Mauvaise maniere de donner des lois.


Les empereurs Romains manifestoient comme nos princes leurs volontés par des décrets & des édits : mais ce que nos princes ne font pas, ils permirent que les juges ou les particuliers, dans leurs différents, les interrogeassent par lettres ; & leurs réponses étoient appellées des rescrits. Les décrétales des papes sont, à proprement parler, des rescrits. On sent que c’est une mauvaise sorte de législation. Ceux qui demandent ainsi des lois sont de mauvais guides pour le législateur ; les faits sont toujours mal exposés.
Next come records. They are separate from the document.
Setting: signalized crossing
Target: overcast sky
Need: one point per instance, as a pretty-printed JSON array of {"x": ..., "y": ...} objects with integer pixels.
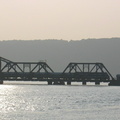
[{"x": 59, "y": 19}]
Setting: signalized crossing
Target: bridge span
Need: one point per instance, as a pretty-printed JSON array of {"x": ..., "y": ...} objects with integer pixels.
[{"x": 40, "y": 71}]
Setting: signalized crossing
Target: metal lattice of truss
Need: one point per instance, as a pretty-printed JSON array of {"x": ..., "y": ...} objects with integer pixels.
[
  {"x": 87, "y": 72},
  {"x": 10, "y": 70}
]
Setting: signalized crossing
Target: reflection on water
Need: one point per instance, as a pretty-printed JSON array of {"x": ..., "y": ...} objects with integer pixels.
[{"x": 42, "y": 102}]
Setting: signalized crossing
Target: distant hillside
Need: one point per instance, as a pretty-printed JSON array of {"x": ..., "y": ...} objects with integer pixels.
[{"x": 58, "y": 53}]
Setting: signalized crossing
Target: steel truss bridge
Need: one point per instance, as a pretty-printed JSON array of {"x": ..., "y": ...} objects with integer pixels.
[{"x": 40, "y": 71}]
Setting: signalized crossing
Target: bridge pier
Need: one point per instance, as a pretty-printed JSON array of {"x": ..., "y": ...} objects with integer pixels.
[
  {"x": 97, "y": 83},
  {"x": 1, "y": 81},
  {"x": 49, "y": 82},
  {"x": 84, "y": 82}
]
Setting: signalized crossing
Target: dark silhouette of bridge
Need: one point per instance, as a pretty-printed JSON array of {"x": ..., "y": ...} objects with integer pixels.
[{"x": 40, "y": 71}]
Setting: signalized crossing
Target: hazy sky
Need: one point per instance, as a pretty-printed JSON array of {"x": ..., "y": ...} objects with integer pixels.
[{"x": 59, "y": 19}]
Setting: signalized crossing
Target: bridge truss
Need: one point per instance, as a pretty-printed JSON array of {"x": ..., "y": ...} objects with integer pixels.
[{"x": 87, "y": 72}]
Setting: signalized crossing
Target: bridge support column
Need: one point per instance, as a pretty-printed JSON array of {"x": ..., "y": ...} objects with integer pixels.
[
  {"x": 1, "y": 81},
  {"x": 84, "y": 82},
  {"x": 97, "y": 83},
  {"x": 68, "y": 82},
  {"x": 49, "y": 82}
]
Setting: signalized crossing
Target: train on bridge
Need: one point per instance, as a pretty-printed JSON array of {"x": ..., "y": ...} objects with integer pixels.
[{"x": 40, "y": 71}]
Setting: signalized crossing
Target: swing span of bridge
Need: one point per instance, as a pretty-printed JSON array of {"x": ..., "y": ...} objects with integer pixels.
[{"x": 40, "y": 71}]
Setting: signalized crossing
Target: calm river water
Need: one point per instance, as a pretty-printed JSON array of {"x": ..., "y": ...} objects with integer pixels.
[{"x": 43, "y": 102}]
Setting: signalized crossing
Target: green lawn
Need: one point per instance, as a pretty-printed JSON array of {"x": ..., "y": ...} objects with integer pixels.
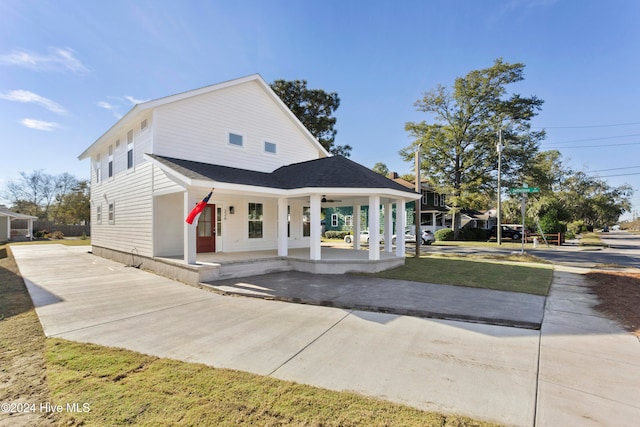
[
  {"x": 122, "y": 387},
  {"x": 108, "y": 386},
  {"x": 500, "y": 275}
]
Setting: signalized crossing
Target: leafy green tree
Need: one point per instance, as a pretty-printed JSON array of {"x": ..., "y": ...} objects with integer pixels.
[
  {"x": 381, "y": 168},
  {"x": 314, "y": 108},
  {"x": 458, "y": 149}
]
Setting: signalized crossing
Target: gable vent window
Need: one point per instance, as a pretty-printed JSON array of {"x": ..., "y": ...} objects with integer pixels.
[
  {"x": 130, "y": 149},
  {"x": 110, "y": 163},
  {"x": 270, "y": 147},
  {"x": 235, "y": 140}
]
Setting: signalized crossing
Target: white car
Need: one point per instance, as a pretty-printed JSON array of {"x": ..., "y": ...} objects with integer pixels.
[{"x": 364, "y": 238}]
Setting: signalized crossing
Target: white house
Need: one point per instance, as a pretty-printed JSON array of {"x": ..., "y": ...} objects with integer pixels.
[{"x": 271, "y": 178}]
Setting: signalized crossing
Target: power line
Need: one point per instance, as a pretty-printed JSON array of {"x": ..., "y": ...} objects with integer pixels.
[
  {"x": 596, "y": 139},
  {"x": 596, "y": 146},
  {"x": 586, "y": 127},
  {"x": 615, "y": 169},
  {"x": 622, "y": 174}
]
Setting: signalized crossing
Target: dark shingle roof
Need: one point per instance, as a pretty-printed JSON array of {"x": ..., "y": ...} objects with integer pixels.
[{"x": 327, "y": 172}]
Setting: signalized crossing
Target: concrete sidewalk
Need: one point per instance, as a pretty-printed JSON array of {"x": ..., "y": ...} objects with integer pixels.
[
  {"x": 393, "y": 296},
  {"x": 482, "y": 371}
]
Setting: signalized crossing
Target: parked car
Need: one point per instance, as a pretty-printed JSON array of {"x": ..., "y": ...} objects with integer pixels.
[
  {"x": 364, "y": 238},
  {"x": 507, "y": 232},
  {"x": 428, "y": 237},
  {"x": 408, "y": 237}
]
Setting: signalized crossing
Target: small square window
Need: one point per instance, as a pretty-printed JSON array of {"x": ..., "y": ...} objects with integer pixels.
[
  {"x": 269, "y": 147},
  {"x": 235, "y": 139}
]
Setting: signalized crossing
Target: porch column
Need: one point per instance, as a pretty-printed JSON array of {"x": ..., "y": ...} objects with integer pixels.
[
  {"x": 400, "y": 226},
  {"x": 316, "y": 228},
  {"x": 357, "y": 227},
  {"x": 189, "y": 234},
  {"x": 374, "y": 228},
  {"x": 283, "y": 239},
  {"x": 388, "y": 227}
]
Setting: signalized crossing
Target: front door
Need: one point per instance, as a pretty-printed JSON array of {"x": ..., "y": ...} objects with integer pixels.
[{"x": 206, "y": 241}]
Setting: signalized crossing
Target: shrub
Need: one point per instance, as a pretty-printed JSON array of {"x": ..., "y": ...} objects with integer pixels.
[
  {"x": 444, "y": 234},
  {"x": 473, "y": 234},
  {"x": 40, "y": 234},
  {"x": 336, "y": 234}
]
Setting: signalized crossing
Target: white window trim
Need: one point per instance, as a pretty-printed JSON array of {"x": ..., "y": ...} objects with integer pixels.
[
  {"x": 348, "y": 220},
  {"x": 98, "y": 170},
  {"x": 269, "y": 153},
  {"x": 110, "y": 161},
  {"x": 335, "y": 221},
  {"x": 238, "y": 147},
  {"x": 111, "y": 212}
]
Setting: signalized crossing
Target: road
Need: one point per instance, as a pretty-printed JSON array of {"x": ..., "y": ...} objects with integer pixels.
[{"x": 623, "y": 250}]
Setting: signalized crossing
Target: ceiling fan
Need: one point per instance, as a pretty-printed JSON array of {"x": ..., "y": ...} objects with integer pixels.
[{"x": 325, "y": 200}]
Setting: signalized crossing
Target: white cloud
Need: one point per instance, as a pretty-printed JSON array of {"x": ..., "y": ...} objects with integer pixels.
[
  {"x": 106, "y": 105},
  {"x": 39, "y": 124},
  {"x": 30, "y": 97},
  {"x": 57, "y": 59},
  {"x": 134, "y": 101}
]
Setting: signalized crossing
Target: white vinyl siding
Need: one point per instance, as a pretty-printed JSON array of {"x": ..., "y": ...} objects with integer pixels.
[
  {"x": 205, "y": 120},
  {"x": 270, "y": 147},
  {"x": 131, "y": 229}
]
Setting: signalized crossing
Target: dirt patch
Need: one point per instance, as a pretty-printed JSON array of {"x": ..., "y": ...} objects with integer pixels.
[
  {"x": 619, "y": 295},
  {"x": 23, "y": 376}
]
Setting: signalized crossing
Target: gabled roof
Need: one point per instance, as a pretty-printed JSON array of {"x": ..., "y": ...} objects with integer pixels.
[
  {"x": 15, "y": 215},
  {"x": 138, "y": 109},
  {"x": 327, "y": 172}
]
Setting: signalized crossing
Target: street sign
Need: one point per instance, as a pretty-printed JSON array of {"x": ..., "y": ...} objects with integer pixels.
[{"x": 524, "y": 190}]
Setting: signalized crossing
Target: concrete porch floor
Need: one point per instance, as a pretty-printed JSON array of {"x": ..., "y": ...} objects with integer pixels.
[{"x": 334, "y": 260}]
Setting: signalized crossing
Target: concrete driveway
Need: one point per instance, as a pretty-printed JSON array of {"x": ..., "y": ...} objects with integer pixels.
[{"x": 561, "y": 375}]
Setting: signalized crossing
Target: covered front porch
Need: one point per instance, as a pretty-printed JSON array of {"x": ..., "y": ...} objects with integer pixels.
[{"x": 212, "y": 266}]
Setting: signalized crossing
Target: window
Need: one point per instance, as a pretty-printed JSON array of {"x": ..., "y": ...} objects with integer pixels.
[
  {"x": 306, "y": 221},
  {"x": 112, "y": 213},
  {"x": 348, "y": 220},
  {"x": 235, "y": 140},
  {"x": 269, "y": 147},
  {"x": 130, "y": 149},
  {"x": 255, "y": 220},
  {"x": 110, "y": 164},
  {"x": 98, "y": 170}
]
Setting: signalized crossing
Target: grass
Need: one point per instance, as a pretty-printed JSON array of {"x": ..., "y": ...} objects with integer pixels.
[
  {"x": 591, "y": 239},
  {"x": 121, "y": 387},
  {"x": 124, "y": 387},
  {"x": 499, "y": 275}
]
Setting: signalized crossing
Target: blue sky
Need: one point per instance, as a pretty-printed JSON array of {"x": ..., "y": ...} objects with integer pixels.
[{"x": 70, "y": 69}]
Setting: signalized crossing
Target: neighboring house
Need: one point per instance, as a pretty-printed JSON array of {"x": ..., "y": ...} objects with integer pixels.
[
  {"x": 271, "y": 178},
  {"x": 7, "y": 232},
  {"x": 434, "y": 212}
]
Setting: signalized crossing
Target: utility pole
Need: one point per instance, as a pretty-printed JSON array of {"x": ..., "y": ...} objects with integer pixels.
[
  {"x": 418, "y": 204},
  {"x": 499, "y": 147}
]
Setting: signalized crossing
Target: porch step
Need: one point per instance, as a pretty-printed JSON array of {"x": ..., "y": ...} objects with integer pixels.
[{"x": 253, "y": 268}]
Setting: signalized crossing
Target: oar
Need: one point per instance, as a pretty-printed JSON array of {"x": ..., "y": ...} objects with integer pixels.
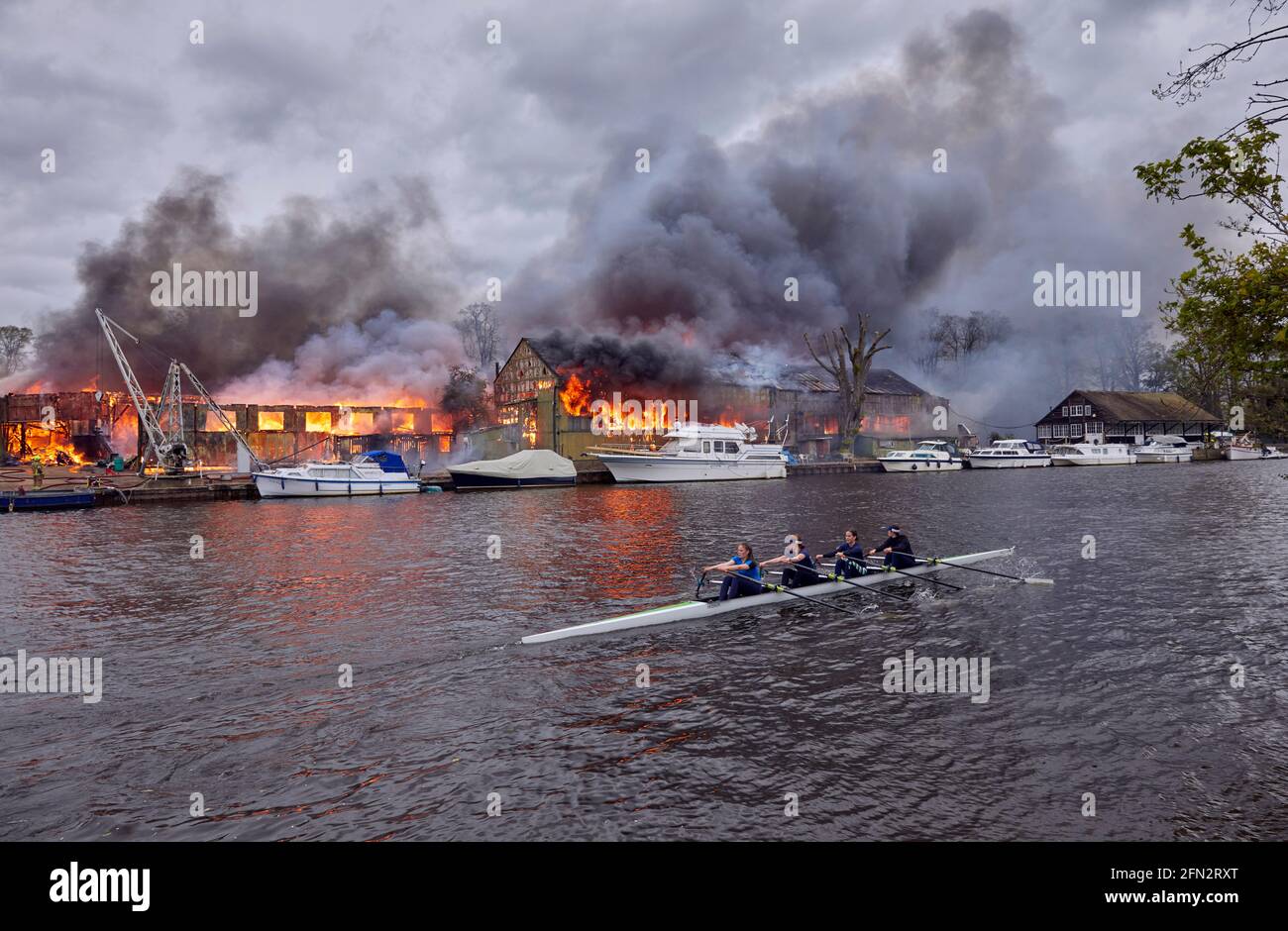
[
  {"x": 923, "y": 578},
  {"x": 1026, "y": 579},
  {"x": 837, "y": 577},
  {"x": 786, "y": 591}
]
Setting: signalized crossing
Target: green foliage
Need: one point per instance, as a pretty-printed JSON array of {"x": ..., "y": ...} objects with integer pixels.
[{"x": 1231, "y": 309}]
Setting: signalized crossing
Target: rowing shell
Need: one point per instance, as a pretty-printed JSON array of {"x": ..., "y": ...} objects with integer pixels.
[{"x": 695, "y": 610}]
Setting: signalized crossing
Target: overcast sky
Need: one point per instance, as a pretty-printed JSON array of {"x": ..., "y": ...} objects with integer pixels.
[{"x": 514, "y": 142}]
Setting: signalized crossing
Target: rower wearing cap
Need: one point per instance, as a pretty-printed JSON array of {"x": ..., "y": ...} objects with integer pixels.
[
  {"x": 897, "y": 549},
  {"x": 746, "y": 582},
  {"x": 849, "y": 557},
  {"x": 802, "y": 569}
]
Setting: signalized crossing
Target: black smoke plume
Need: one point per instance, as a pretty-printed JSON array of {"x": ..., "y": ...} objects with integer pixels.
[{"x": 326, "y": 271}]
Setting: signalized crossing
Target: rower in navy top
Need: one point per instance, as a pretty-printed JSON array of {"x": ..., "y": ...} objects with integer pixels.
[
  {"x": 802, "y": 569},
  {"x": 746, "y": 582},
  {"x": 897, "y": 549},
  {"x": 849, "y": 557}
]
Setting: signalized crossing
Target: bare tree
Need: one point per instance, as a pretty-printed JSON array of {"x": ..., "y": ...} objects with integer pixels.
[
  {"x": 478, "y": 327},
  {"x": 1134, "y": 355},
  {"x": 1266, "y": 103},
  {"x": 849, "y": 362},
  {"x": 954, "y": 339},
  {"x": 13, "y": 348}
]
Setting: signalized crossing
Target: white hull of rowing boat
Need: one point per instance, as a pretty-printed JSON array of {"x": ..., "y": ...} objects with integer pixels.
[
  {"x": 696, "y": 610},
  {"x": 675, "y": 468}
]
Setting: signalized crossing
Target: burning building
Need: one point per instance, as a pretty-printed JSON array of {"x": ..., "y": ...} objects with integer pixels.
[
  {"x": 76, "y": 428},
  {"x": 545, "y": 402}
]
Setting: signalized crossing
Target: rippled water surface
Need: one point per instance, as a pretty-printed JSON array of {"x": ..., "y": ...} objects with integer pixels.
[{"x": 222, "y": 673}]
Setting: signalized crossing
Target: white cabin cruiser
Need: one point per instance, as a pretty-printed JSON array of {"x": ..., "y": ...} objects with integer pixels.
[
  {"x": 1164, "y": 447},
  {"x": 1245, "y": 449},
  {"x": 698, "y": 452},
  {"x": 370, "y": 472},
  {"x": 1009, "y": 454},
  {"x": 1091, "y": 454},
  {"x": 931, "y": 455}
]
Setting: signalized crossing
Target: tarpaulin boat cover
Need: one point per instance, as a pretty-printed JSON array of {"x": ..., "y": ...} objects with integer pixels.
[{"x": 529, "y": 464}]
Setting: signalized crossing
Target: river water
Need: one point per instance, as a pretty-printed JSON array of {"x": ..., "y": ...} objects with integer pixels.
[{"x": 222, "y": 674}]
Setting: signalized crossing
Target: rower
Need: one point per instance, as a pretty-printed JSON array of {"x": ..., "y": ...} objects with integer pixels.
[
  {"x": 745, "y": 565},
  {"x": 802, "y": 569},
  {"x": 897, "y": 549},
  {"x": 849, "y": 557}
]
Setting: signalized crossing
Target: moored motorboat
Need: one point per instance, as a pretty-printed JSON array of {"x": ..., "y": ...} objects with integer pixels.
[
  {"x": 370, "y": 472},
  {"x": 526, "y": 468},
  {"x": 1091, "y": 454},
  {"x": 1009, "y": 454},
  {"x": 47, "y": 500},
  {"x": 1164, "y": 449},
  {"x": 698, "y": 452},
  {"x": 930, "y": 455},
  {"x": 697, "y": 609},
  {"x": 1245, "y": 449}
]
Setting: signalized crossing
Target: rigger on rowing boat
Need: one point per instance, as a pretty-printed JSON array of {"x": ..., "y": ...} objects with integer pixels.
[{"x": 743, "y": 583}]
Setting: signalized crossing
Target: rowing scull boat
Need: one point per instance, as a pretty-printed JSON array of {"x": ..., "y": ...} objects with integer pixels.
[{"x": 695, "y": 609}]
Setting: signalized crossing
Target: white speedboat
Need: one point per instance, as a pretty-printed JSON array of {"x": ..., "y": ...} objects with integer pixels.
[
  {"x": 1009, "y": 454},
  {"x": 370, "y": 472},
  {"x": 526, "y": 468},
  {"x": 698, "y": 452},
  {"x": 1164, "y": 447},
  {"x": 1091, "y": 454},
  {"x": 931, "y": 455}
]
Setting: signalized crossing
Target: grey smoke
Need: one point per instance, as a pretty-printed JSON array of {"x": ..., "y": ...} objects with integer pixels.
[{"x": 837, "y": 192}]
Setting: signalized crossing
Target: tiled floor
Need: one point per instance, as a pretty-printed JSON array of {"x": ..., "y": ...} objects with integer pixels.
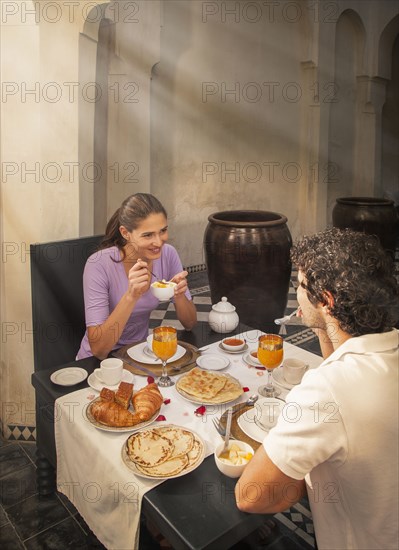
[{"x": 28, "y": 521}]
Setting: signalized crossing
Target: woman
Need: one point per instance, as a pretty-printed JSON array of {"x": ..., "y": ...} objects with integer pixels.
[{"x": 117, "y": 278}]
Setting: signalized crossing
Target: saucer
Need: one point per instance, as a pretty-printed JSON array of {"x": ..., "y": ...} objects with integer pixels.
[
  {"x": 95, "y": 383},
  {"x": 246, "y": 421},
  {"x": 212, "y": 361},
  {"x": 69, "y": 376},
  {"x": 278, "y": 377}
]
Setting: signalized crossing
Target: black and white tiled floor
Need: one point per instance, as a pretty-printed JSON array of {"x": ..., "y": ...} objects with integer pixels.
[{"x": 30, "y": 522}]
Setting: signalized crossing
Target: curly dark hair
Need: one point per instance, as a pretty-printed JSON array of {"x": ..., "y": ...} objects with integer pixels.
[{"x": 358, "y": 273}]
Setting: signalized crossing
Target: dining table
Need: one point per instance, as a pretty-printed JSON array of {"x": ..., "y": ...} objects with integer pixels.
[{"x": 192, "y": 511}]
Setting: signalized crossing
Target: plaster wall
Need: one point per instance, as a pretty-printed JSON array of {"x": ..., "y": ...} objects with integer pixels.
[{"x": 233, "y": 112}]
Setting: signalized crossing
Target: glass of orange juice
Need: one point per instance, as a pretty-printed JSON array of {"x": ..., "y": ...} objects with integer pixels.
[
  {"x": 270, "y": 354},
  {"x": 164, "y": 345}
]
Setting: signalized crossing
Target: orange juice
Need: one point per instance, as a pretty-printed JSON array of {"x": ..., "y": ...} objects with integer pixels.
[
  {"x": 270, "y": 351},
  {"x": 164, "y": 343}
]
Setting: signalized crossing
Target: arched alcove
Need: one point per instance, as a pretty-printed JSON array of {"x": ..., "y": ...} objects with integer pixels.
[
  {"x": 349, "y": 66},
  {"x": 96, "y": 38}
]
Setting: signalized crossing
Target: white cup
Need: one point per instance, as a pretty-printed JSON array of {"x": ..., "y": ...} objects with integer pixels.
[
  {"x": 110, "y": 371},
  {"x": 267, "y": 412},
  {"x": 294, "y": 369}
]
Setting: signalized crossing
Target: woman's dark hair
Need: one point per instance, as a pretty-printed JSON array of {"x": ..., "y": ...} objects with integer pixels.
[
  {"x": 358, "y": 273},
  {"x": 132, "y": 211}
]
Trajan, dit Jules Capitolin[1], refusa souvent de donner de ces sortes de rescrits, afin qu’on n’étendît pas à tous les cas une décision & souvent une faveur particuliere. Macrin[2] avoit résolu d’abolir tous ces rescrits ; il ne pouvoit souffrir qu’on regardât comme des lois les réponses de Commode, de Caracalla, & de tous ces autres princes pleins d’impéritie. Justinien pensa autrement, & il en remplit sa compilation.

Je voudrois que ceux qui lisent les lois Romaines distinguassent bien ces sortes d’hypotheses d’avec les sénatus-consultes, les plébiscites, les constitutions générales des empereurs, & toutes les lois fondées sur la nature des choses, sur la fragilité des femmes, la foiblesse des mineurs, & l’utilité publique.


  1. Voyez Jules Capitolin, in Macrino.
  2. Ibid.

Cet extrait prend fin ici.